Este hecho no puede minimizarse como un acto propagandístico más del narcotráfico. Estamos ante una advertencia que expone dos verdades incómodas: la penetración del crimen organizado en sectores estratégicos —como la pesca, que mueve millones en exportación legal e ilegal— y la fragilidad de las instituciones estatales frente a organizaciones criminales con capacidad para operar en la esfera pública y mediática.

El sector pesquero en Baja California no es un asunto menor. Representa no solo riqueza natural, sino también una puerta abierta para el tráfico ilegal, desde totoaba hasta drogas que se mueven por rutas marítimas. La acusación que aparece en las mantas —presunta extorsión para permitir operar a ciertas cooperativas— plantea un escenario de colusión o, al menos, de intento de sometimiento del poder político por parte del crimen organizado.

Que estas amenazas se hagan públicas, en lugar de mantenerse en la clandestinidad, es un mensaje calculado: el CJNG busca posicionarse como un actor con capacidad para condicionar decisiones gubernamentales, exhibiendo a una autoridad electa en la plaza pública del terror.

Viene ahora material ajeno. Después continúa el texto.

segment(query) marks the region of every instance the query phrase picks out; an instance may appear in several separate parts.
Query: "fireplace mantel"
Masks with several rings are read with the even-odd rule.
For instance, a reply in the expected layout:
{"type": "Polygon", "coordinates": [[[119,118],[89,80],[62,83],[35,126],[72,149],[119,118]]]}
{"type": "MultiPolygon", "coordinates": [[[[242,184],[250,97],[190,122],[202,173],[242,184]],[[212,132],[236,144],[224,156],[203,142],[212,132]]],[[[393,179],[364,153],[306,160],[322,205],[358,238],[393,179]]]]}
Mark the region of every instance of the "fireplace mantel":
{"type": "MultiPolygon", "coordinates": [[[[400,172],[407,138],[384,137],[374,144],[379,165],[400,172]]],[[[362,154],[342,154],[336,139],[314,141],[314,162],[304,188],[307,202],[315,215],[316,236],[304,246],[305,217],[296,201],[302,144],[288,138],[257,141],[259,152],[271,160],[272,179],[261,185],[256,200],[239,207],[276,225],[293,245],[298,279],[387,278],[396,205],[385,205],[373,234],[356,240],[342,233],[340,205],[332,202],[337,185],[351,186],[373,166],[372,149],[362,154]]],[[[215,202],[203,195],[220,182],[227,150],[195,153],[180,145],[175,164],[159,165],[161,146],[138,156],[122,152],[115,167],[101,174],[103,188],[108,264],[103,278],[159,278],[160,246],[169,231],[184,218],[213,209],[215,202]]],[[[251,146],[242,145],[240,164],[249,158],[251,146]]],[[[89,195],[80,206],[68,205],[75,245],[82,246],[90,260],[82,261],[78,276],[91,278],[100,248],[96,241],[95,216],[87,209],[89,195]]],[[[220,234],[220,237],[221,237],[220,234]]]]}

La respuesta institucional será clave. Minimizar el hecho como “propaganda criminal” solo alimenta la percepción de impunidad y debilidad del Estado. En Baja California, como en otras regiones del país, los narcomensajes se han convertido en un instrumento para disputar legitimidad: mientras el gobierno promete orden, los cárteles gritan impunidad. Y lo hacen sin miedo.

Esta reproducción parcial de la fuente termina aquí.